Given all this, the report believes that “Adani Group is also financially and operationally constrained and faces a series of logistical barriers in Australia”. The “key issues” it raises include:
· The Carmichael project is uneconomic – a high cost coal product in a low priced coal market with an uncertain future.
· Carmichael coal is a low quality, high cost product challenged by low market prices. Carmichael has a high strip ratio and the coal quality is low by Australian standards (20-30% ash and energy content of 5,260kcal net as received (NAR)).
· Open cut mining to 280 metres is significantly deeper than required in the south of the Galilee Coal Basin.
· India’s power market is fatally flawed. It cannot absorb the high price of coal from the Carmichael project. The domestic price of coal in India is in the US$30/t range and the price Carmichael coal requires is over US$95/t (inclusive of shipping). Successful sales to India of Carmichael coal will place a substantial pressure on power generator profits and the price of electricity in India.
· The Adani Enterprises’ external equity market capitalisation is US$5.17bn against estimated Carmichael project costs of US$7bn. Despite this weak capitalisation, Adani Enterprises has announced an enormous list of new capital intensive ventures.

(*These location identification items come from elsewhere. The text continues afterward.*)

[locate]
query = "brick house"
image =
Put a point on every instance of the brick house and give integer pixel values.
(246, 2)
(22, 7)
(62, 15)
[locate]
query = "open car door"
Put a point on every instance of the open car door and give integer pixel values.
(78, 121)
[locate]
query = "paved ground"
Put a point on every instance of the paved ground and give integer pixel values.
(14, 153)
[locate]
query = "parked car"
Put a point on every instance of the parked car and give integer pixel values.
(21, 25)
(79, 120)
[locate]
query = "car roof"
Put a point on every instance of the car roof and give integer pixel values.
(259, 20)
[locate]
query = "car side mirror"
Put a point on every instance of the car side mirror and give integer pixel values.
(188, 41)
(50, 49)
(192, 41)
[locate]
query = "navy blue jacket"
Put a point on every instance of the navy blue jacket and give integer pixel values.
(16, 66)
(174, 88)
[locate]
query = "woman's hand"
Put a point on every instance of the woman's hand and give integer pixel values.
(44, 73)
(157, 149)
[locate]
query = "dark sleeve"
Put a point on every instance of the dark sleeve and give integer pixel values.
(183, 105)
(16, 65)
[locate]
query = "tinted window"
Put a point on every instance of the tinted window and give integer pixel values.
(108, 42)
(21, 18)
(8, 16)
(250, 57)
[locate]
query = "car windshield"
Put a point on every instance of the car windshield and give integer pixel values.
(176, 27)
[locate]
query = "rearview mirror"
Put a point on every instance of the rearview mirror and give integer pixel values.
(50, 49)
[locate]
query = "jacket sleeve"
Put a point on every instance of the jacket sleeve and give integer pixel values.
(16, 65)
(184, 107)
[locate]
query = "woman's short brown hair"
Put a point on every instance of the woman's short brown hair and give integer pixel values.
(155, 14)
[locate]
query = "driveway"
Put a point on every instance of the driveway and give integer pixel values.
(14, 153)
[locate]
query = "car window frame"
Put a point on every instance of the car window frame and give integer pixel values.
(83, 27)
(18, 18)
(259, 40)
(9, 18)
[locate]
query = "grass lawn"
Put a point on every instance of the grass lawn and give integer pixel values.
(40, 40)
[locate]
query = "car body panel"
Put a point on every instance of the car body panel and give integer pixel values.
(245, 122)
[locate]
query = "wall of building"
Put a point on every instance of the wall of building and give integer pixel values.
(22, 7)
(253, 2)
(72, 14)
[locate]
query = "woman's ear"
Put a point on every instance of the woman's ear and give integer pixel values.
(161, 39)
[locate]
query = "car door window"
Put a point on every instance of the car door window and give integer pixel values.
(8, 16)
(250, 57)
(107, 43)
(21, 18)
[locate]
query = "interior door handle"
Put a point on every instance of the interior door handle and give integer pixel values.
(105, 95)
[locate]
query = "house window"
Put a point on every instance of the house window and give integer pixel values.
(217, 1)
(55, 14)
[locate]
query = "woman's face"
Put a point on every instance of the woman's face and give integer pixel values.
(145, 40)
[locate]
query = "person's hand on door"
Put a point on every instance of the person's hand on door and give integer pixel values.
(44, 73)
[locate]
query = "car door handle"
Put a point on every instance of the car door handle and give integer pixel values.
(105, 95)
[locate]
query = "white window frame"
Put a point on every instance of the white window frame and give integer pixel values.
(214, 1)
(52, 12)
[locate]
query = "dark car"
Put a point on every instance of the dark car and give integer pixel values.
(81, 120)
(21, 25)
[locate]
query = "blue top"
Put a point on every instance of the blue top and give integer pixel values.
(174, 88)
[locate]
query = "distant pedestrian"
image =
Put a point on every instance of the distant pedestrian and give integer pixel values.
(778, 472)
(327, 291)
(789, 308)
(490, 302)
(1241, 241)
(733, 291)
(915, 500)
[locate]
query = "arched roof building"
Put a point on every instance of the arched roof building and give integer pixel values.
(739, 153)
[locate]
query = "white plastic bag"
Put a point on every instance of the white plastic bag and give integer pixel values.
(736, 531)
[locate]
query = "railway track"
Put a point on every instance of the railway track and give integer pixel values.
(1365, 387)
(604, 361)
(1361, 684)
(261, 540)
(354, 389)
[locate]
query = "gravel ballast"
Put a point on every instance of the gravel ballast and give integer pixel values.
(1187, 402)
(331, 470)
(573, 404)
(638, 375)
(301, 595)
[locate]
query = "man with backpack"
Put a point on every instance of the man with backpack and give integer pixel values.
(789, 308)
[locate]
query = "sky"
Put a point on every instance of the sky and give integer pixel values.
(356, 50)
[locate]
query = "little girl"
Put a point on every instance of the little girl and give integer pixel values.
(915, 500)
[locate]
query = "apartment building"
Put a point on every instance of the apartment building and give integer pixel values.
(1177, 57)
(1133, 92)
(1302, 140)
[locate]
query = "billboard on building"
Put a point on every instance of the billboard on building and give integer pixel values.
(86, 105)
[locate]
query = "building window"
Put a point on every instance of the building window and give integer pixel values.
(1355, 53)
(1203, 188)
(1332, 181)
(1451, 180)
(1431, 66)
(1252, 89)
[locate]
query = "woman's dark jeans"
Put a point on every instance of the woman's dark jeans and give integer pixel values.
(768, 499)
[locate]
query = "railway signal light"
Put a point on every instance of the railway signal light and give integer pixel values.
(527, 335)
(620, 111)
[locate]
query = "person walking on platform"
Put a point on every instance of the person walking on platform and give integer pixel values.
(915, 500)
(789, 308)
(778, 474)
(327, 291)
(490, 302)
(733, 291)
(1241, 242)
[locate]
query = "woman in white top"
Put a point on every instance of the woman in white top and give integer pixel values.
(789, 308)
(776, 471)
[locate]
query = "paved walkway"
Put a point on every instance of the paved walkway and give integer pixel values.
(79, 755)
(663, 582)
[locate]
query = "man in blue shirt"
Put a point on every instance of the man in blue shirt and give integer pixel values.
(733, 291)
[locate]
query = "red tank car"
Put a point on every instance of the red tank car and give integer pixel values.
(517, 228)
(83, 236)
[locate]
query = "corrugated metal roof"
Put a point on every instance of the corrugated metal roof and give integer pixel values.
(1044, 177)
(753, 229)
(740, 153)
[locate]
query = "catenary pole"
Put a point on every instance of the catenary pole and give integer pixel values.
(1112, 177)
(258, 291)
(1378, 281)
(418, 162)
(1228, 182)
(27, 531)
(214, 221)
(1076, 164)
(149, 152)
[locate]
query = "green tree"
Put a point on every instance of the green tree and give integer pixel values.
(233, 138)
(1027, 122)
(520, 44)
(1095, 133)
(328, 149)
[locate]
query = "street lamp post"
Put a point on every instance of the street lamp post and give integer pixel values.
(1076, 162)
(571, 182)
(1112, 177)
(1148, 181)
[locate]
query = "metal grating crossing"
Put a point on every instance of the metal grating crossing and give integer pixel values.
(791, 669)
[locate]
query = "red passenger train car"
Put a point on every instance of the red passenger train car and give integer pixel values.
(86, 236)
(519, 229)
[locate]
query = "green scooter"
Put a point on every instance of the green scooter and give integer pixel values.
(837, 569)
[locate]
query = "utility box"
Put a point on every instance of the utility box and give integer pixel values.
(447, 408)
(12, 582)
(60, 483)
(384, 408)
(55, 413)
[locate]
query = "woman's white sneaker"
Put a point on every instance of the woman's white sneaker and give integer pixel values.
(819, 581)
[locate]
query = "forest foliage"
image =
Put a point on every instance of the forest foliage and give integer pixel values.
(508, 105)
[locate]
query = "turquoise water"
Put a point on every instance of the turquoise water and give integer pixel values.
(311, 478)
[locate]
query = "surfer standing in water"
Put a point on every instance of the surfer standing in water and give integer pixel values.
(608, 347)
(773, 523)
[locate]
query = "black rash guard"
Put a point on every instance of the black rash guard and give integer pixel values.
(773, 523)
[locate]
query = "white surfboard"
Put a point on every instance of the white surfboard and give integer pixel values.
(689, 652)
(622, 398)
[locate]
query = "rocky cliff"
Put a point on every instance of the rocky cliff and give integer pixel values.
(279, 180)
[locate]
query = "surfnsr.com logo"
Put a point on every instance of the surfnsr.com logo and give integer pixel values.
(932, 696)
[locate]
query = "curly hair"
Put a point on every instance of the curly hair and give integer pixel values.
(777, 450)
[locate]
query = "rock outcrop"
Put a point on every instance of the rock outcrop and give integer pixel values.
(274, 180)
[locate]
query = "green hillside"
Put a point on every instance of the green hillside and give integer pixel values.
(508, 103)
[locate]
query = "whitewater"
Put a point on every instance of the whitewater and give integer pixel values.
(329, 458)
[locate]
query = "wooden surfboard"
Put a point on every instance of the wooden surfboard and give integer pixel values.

· The Adani Group is highly geared. Against an external market capitalisation of US$5.17bn, the Adani Group has an estimated US$12bn of net debt, a significant portion of which is US$-denominated with limited hedging.
· Adani Power is financially weak and operationally underperforming. Adani Power’s share price is down 46 per cent year-to-date and down 74 per cent over three years – a massive underperformance relative to the MSCI India Index. Adani Enterprises is down 39 per cent year-to-date and down 70 per cent over three years.
· Adani Enterprises does not have a long or successful history of coal mining: Adani Enterprises has mined 2-4Mtpa in Indonesia over 2010-2013, its first experience in coal mining. Adani Enterprises is now proposing to build the biggest coal mine complex in Australian history.
· The Adani Group has suffered a series of delays to its Australian mining, rail and port plans. Adani Enterprises initially expected to have the Carmichael project selling coal by 2014. Adani Enterprises concedes this timetable has been pushed out to 2016, but the report estimates that its partial production will start in 2017 and full production not before 2022.
· Carmichael coal is in a very remote location. Carmichael is 400 km from the coast and there is no rail infrastructure within 200 km. There is also no commercial power or water infrastructure within 200 km and there is no sealed road access for 90 km.